Now if I try to make the same program by linking in only archive versions of libpq, libpq's dependent libs like ssh/ldap/crypto --and-- libclntst.a there's a zillion duplicated symbols mostly of the ssh/ldap/crypto variety. I'm guessing the shared library approach hides those conflicts and incorrectly resolves them at runtime.
I am versant with OCI, and libpq calls. All this code is doing is connecting resp. to a PG db and an Oracle Db ... 100% sure it's not the code itself but rather linking issues. Indeed, if I remove the PG PQconnect/PQfinish call and libpq from the linker line ... Oracle works as expected. And vice-versa.
We're migrating an extremely large Oracle Db to Postgres and would prefer to do it by use-case ... therefore our main task sometimes needs to hit PG and sometimes needs to hit Oracle.
Any ideas?
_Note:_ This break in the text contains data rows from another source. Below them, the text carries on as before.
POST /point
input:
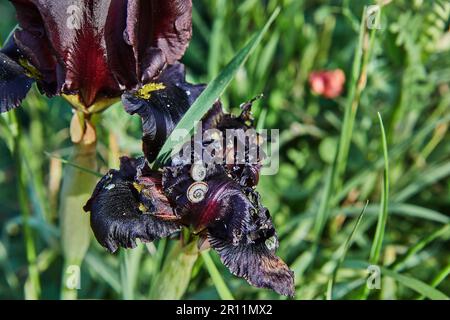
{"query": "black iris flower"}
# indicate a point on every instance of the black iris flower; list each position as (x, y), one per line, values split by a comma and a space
(216, 200)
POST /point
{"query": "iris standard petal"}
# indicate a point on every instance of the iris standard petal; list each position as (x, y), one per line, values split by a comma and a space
(246, 242)
(162, 108)
(14, 84)
(124, 209)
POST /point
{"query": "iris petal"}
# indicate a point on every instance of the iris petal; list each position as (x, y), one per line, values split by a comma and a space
(246, 242)
(255, 263)
(123, 209)
(14, 84)
(163, 109)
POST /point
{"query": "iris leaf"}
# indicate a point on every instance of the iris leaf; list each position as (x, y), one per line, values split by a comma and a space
(215, 88)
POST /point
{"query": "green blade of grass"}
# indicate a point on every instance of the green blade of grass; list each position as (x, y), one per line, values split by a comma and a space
(428, 177)
(441, 232)
(438, 279)
(409, 282)
(347, 245)
(215, 88)
(219, 283)
(382, 217)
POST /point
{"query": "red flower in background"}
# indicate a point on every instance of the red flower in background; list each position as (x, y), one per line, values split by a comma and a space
(329, 83)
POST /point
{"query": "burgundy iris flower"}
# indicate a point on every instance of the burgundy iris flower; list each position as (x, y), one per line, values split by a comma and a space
(217, 201)
(91, 51)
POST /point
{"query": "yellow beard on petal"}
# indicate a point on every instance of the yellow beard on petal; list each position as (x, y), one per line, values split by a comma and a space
(145, 91)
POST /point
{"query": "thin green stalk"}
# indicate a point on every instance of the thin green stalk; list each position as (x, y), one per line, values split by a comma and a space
(377, 245)
(74, 222)
(345, 248)
(33, 289)
(400, 263)
(220, 284)
(441, 276)
(357, 84)
(375, 251)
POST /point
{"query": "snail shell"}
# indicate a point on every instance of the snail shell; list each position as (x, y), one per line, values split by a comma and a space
(197, 191)
(198, 171)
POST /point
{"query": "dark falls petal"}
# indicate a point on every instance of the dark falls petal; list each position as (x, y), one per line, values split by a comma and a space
(163, 108)
(255, 263)
(176, 182)
(246, 242)
(124, 209)
(14, 84)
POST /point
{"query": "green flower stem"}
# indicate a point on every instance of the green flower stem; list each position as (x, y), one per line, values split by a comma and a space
(32, 287)
(171, 283)
(74, 222)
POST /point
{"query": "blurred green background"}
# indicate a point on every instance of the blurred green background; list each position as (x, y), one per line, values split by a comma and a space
(314, 200)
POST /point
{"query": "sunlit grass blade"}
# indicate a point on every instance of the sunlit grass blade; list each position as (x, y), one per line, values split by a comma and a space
(407, 281)
(441, 232)
(383, 214)
(72, 164)
(438, 279)
(400, 209)
(214, 89)
(345, 248)
(221, 287)
(428, 177)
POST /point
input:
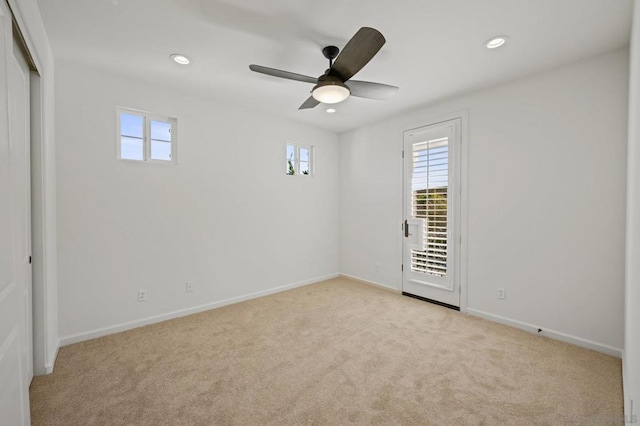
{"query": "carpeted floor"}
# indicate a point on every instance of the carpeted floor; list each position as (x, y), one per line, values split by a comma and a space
(336, 352)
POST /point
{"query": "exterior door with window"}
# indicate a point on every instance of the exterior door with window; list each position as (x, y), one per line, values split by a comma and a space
(431, 209)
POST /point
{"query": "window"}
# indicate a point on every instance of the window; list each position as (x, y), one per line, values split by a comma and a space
(146, 137)
(299, 160)
(430, 191)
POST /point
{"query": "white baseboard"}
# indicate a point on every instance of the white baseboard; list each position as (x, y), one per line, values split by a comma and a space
(80, 337)
(372, 283)
(48, 367)
(557, 335)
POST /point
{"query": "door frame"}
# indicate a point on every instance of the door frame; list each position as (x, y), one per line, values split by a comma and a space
(463, 116)
(43, 259)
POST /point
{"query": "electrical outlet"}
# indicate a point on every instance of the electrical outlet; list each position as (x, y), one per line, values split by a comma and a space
(502, 293)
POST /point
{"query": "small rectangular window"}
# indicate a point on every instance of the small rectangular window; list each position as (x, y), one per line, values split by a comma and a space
(146, 137)
(299, 160)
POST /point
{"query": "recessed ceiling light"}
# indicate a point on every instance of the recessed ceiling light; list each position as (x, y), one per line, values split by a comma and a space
(495, 42)
(180, 59)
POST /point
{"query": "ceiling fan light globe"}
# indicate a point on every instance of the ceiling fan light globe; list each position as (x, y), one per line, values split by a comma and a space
(330, 92)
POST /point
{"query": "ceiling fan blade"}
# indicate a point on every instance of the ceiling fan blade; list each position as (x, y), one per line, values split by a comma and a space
(357, 53)
(309, 103)
(369, 90)
(283, 74)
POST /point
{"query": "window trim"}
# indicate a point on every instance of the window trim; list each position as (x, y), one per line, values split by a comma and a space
(148, 117)
(296, 160)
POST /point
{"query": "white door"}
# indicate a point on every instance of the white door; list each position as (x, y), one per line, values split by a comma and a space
(16, 364)
(431, 210)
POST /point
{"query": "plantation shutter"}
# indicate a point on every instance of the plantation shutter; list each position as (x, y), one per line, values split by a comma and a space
(430, 190)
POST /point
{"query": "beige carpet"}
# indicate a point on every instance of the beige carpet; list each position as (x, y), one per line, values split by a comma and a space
(337, 352)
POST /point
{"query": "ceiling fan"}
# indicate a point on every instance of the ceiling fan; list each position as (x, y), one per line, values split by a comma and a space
(335, 85)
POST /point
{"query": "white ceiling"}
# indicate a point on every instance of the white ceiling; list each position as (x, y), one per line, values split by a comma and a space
(434, 48)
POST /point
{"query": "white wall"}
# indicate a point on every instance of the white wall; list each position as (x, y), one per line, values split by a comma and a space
(546, 199)
(45, 281)
(225, 217)
(632, 296)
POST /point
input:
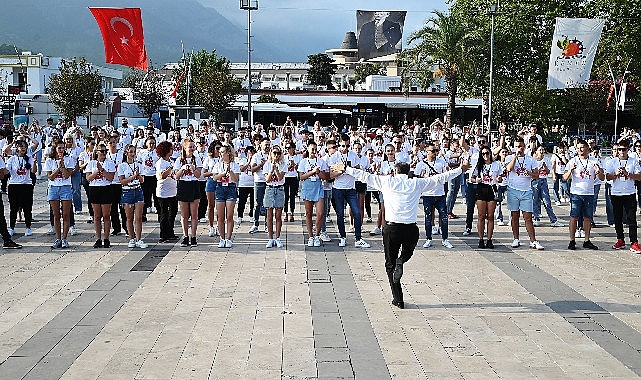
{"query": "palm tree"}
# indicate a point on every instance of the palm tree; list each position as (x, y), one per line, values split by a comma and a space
(444, 41)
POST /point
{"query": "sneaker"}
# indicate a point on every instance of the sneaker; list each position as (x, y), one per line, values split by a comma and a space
(620, 244)
(57, 244)
(536, 245)
(361, 244)
(10, 244)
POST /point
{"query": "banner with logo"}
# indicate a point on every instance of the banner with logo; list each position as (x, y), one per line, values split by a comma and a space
(574, 46)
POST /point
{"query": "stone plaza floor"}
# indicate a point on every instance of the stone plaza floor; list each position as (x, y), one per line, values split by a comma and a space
(250, 312)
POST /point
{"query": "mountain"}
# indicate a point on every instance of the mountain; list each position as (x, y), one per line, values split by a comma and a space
(66, 28)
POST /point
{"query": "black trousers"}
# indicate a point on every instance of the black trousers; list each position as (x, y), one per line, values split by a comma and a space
(403, 238)
(629, 203)
(20, 197)
(167, 210)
I considered ODBC for Oracle ... but ultimately ODBC is just another library which still requires libclntst.a which will hit into the same issue. Is there a modular way to link Oracle to get Oracle APIs without ssl/ldap/crypto? Another author recommended using dlopen to hand-load the Oracle shared library with a special flag. I tried that ... but didn't get too far. I don't believe dlsym is a recursive loader anyway ... and we're talking serious numbers of function calls for Oracle.